Thanks for the questions! Brian's explanation is accurate, but a couple more details: Skia itself doesn't actually do the flattening when running on the GPU backend (we still emit GLSL with loops present, for example), but we do still check what the total size would be if they were unrolled, inlined, etc... The GLSL ES 1.0 spec is very carefully written such that any valid program could be completely flattened with no branching - this is intentional, because older GPUs worked that way. As a result, some older (or even not-so-old but low-power) GPUs will use the same execution model as our CPU backend.
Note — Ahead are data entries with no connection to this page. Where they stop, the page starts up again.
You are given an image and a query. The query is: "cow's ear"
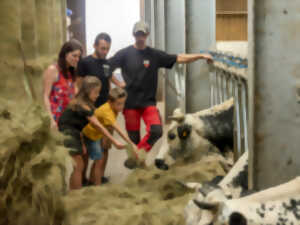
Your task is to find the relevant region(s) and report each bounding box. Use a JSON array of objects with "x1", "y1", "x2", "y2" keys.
[
  {"x1": 169, "y1": 108, "x2": 184, "y2": 123},
  {"x1": 169, "y1": 115, "x2": 184, "y2": 123},
  {"x1": 194, "y1": 200, "x2": 219, "y2": 211},
  {"x1": 228, "y1": 212, "x2": 247, "y2": 225}
]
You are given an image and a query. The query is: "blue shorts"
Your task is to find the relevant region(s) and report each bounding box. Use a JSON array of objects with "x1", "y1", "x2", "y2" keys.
[{"x1": 84, "y1": 136, "x2": 103, "y2": 160}]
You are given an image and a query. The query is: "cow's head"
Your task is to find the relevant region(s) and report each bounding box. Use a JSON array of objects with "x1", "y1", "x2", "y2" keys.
[
  {"x1": 194, "y1": 200, "x2": 247, "y2": 225},
  {"x1": 167, "y1": 109, "x2": 207, "y2": 159}
]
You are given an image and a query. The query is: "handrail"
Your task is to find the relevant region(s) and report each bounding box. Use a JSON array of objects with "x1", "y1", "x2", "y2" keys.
[{"x1": 206, "y1": 51, "x2": 248, "y2": 160}]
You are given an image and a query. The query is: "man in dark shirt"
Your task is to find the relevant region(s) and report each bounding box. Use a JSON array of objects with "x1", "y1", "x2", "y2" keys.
[
  {"x1": 109, "y1": 21, "x2": 212, "y2": 168},
  {"x1": 78, "y1": 33, "x2": 124, "y2": 183},
  {"x1": 78, "y1": 33, "x2": 122, "y2": 107}
]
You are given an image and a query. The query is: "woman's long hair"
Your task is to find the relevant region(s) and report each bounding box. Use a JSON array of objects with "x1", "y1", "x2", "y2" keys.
[
  {"x1": 70, "y1": 76, "x2": 102, "y2": 110},
  {"x1": 57, "y1": 39, "x2": 83, "y2": 81}
]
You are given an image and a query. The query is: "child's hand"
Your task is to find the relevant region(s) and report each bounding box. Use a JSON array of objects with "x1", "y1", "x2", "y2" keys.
[
  {"x1": 82, "y1": 144, "x2": 87, "y2": 155},
  {"x1": 115, "y1": 141, "x2": 126, "y2": 149},
  {"x1": 50, "y1": 119, "x2": 58, "y2": 130}
]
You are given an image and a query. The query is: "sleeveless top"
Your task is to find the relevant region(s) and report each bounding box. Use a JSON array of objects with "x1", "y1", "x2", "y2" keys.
[{"x1": 50, "y1": 67, "x2": 75, "y2": 122}]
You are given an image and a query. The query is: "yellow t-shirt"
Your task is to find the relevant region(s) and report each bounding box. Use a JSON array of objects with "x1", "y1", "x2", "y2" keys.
[{"x1": 82, "y1": 102, "x2": 117, "y2": 141}]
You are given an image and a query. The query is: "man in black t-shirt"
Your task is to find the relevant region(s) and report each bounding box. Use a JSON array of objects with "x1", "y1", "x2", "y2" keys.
[
  {"x1": 78, "y1": 33, "x2": 123, "y2": 107},
  {"x1": 109, "y1": 21, "x2": 212, "y2": 168},
  {"x1": 78, "y1": 33, "x2": 124, "y2": 183}
]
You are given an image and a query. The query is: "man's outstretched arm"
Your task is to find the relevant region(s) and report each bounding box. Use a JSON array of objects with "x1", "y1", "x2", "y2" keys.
[
  {"x1": 110, "y1": 74, "x2": 126, "y2": 88},
  {"x1": 177, "y1": 54, "x2": 213, "y2": 63}
]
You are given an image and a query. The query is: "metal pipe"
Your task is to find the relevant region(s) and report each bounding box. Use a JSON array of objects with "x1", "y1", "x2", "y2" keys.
[
  {"x1": 224, "y1": 71, "x2": 229, "y2": 100},
  {"x1": 209, "y1": 71, "x2": 215, "y2": 107},
  {"x1": 214, "y1": 69, "x2": 219, "y2": 105},
  {"x1": 234, "y1": 80, "x2": 242, "y2": 157},
  {"x1": 242, "y1": 81, "x2": 249, "y2": 151},
  {"x1": 220, "y1": 70, "x2": 224, "y2": 103}
]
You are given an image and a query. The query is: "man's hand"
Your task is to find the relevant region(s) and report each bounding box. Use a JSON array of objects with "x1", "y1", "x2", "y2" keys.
[
  {"x1": 115, "y1": 141, "x2": 126, "y2": 149},
  {"x1": 120, "y1": 82, "x2": 126, "y2": 89},
  {"x1": 203, "y1": 54, "x2": 214, "y2": 64}
]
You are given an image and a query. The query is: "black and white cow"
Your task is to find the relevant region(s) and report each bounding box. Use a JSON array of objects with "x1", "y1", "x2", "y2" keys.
[
  {"x1": 194, "y1": 177, "x2": 300, "y2": 225},
  {"x1": 184, "y1": 152, "x2": 250, "y2": 225},
  {"x1": 155, "y1": 99, "x2": 234, "y2": 170}
]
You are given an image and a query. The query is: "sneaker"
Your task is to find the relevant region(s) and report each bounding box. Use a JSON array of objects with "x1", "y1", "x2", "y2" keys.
[
  {"x1": 124, "y1": 158, "x2": 138, "y2": 170},
  {"x1": 101, "y1": 176, "x2": 109, "y2": 184}
]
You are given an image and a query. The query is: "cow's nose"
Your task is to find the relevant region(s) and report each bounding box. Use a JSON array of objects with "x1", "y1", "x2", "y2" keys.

Vectorized execution (as is done on a GPU shader core) requires a fair bit of care once divergent branching can happen, and the logic to analyze and deal with that is much simpler if you can flatten things out (and just execute non-taken paths with no side effects).
It's absolutely possible to write bigger programs, and if we knew we were targeting a GPU that supported ES3+ (for example), we would simply skip the "how big would this program be if unrolled" check. (We have an option to do this, actually, that we use for testing purposes - we don't expose it, because we still want to maintain the invariant that any program we accept is at least theoretically possible to execute on any GPU, and on our CPU backend).
Eventually though - yes, people are going to keep asking for ES3+ features, and we're still figuring out how to handle that from an API perspective.
Lastly: The easiest way to tune that linked shader is to just turn down the MAX_STEPS (even cutting it in half is sufficient to allow the shadows, but I turned it down quite a bit beyond that with no real visual impact).